Matches my own experience when working on software where quality matters, like large and long-running scientific projects: Even if there are tight time constraints, you won’t sacrifice quality, because that would make you slower.
Matches my own experience when working on software where quality matters, like large and long-running scientific projects: Even if there are tight time constraints, you won’t sacrifice quality, because that would make you slower.
I don’t really understand what you are trying to say. Can you explain?
I agree that the things they are saying are non-optional aren’t, and that teams can get to large, resource allocations so large they become a hindrace, etc … but calling being intentional about such things “cheap” just invites Elon-stans and their ilk to give their teams, suppliers, and vendors shit over not magically pulling off the unicorn-trifecta,; Without (paid)overtime, no-less.
Do NOT let people redifine the necessities and trade-offs of price(raw materials, equipment, comforts, safety), pay, team-size, or (excessive)managerial/administrative overhead. In the end, they will have you feeling like you owe them for the opportunity to do the work of five people for peanuts.

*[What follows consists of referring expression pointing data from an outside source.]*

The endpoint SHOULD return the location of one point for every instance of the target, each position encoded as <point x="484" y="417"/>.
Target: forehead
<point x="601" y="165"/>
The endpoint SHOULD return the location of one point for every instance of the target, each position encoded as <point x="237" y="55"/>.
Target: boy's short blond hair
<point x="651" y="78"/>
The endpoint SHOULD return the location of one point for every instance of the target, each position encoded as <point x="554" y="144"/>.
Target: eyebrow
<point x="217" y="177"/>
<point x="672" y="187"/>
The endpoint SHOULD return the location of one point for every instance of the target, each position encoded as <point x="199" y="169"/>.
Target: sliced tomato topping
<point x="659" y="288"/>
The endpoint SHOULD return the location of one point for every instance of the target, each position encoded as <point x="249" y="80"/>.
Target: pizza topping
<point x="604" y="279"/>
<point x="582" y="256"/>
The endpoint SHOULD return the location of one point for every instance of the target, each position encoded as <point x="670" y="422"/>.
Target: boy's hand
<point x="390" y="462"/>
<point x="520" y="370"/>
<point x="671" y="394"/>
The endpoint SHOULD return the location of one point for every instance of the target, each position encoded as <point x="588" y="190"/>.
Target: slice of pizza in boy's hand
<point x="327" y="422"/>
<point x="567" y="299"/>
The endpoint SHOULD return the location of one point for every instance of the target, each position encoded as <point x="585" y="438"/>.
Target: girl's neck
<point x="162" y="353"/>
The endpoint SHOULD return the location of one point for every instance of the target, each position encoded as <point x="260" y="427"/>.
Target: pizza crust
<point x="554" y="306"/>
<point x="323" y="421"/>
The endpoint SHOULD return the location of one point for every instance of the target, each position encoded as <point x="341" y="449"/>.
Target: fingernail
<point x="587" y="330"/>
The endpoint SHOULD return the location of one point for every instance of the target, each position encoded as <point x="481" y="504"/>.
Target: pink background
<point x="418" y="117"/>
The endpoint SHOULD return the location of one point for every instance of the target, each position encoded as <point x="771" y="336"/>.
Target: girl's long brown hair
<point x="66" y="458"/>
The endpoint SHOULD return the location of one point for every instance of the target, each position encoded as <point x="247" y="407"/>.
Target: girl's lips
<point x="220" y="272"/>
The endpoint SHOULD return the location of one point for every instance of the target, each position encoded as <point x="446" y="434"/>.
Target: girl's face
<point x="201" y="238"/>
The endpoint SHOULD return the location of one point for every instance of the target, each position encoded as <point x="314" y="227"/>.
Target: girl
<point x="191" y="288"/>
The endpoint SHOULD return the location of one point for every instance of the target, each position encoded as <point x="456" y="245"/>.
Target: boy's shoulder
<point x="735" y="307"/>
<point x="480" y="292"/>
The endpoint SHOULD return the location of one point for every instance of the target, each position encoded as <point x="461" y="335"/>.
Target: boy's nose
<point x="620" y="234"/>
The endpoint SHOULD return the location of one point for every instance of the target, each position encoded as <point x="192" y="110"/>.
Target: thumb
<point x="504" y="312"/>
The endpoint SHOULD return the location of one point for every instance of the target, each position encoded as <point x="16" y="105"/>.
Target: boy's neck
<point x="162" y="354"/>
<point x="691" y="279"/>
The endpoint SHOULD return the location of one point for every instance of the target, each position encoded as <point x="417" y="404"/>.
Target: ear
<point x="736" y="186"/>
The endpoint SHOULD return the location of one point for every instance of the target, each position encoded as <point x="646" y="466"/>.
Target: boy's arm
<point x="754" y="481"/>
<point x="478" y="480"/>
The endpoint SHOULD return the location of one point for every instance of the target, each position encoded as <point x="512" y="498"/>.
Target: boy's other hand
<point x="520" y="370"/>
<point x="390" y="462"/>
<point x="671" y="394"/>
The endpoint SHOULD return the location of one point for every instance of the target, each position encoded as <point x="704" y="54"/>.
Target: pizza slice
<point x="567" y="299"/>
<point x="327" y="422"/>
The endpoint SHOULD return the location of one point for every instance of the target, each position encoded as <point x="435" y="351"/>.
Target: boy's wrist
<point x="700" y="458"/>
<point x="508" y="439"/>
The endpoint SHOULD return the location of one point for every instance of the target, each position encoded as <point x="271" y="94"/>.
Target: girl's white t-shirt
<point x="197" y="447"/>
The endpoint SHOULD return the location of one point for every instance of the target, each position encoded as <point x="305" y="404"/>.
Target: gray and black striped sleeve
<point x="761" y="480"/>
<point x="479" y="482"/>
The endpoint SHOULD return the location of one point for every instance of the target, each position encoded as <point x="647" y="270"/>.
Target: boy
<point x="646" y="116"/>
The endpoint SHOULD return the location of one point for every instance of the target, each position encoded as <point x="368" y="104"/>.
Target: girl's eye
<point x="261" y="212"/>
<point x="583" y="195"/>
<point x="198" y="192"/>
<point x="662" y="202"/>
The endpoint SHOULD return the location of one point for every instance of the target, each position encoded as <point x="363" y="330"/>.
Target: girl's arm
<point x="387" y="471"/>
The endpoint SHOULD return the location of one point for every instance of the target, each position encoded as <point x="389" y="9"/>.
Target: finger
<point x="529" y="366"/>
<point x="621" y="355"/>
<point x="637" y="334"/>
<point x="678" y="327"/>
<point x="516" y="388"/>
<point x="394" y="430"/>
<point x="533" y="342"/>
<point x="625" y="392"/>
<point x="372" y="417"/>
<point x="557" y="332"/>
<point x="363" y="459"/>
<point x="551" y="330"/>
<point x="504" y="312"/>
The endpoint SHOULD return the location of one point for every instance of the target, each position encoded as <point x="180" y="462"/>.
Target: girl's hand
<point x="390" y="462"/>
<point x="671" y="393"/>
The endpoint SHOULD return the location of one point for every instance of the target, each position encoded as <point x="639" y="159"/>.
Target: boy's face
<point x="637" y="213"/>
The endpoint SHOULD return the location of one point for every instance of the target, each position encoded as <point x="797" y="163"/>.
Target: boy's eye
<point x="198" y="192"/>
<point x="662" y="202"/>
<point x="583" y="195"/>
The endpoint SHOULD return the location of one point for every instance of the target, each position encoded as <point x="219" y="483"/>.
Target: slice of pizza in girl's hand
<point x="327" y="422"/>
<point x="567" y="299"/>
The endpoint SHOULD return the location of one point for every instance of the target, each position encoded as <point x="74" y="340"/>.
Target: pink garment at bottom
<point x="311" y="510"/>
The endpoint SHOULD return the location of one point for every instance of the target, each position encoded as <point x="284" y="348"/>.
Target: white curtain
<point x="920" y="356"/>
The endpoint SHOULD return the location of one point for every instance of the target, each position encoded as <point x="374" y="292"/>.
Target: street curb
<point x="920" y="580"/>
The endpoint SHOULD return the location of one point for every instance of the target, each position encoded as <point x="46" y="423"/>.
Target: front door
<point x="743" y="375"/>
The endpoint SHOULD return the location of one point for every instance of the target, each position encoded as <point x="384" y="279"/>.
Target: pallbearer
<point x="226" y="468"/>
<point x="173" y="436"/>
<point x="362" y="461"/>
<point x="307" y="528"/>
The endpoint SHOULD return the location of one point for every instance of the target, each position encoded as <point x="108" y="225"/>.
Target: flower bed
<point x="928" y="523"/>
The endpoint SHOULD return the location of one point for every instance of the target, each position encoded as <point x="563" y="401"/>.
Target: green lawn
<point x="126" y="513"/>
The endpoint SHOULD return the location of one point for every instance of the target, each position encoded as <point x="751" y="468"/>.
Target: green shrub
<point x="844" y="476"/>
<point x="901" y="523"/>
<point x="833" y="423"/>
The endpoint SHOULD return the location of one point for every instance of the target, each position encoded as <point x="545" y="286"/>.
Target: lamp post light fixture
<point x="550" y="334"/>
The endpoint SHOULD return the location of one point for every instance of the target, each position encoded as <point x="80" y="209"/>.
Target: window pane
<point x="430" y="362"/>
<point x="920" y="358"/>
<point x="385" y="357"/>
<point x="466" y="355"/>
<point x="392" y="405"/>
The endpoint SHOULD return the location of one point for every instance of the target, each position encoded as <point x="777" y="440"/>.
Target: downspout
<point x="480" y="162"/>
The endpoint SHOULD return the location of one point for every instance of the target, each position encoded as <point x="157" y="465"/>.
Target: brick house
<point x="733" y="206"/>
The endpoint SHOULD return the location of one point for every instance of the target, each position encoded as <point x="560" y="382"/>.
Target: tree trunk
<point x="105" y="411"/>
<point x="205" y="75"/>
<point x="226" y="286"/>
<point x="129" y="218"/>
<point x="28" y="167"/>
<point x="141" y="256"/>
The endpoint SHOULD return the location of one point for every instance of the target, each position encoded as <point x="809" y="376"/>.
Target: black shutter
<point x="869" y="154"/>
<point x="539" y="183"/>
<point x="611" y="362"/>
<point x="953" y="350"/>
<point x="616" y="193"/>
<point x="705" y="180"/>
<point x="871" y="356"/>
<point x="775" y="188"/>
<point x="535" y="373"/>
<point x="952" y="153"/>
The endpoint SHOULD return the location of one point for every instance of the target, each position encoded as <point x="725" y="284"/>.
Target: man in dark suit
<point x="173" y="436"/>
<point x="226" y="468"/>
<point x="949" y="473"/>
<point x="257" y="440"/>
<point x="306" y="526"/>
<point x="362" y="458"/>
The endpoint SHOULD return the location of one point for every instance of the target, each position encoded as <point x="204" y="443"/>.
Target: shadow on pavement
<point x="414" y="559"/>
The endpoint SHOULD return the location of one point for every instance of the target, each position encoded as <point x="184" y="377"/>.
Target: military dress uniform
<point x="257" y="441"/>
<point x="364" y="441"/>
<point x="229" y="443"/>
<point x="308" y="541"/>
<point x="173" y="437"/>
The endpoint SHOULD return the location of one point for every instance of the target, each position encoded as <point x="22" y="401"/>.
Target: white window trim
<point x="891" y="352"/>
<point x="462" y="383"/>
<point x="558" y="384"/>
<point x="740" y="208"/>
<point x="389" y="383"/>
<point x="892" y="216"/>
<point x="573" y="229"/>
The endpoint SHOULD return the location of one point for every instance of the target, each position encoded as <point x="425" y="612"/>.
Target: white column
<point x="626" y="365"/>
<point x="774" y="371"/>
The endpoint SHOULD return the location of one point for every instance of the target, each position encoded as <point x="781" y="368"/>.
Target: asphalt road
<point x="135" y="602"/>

If you care to check my comment history, I recently got-into-it for trying to redefine “en-shitification” to include things like tech-debt and planned-obselescence. Really, what irks me is that the one has all-but shut-down conversations about the other two. “That’s just enshittification” or “that’s not enshittification” will get trotted-out whenever needed to bring the conversation away from them, or keep it from moving towards the two, because no-one gets promoted by mentioning any of the three, but enshittification is almost-acceptable water-cooler talk, for the moment, with the bonus that it shames the speaker for cussing.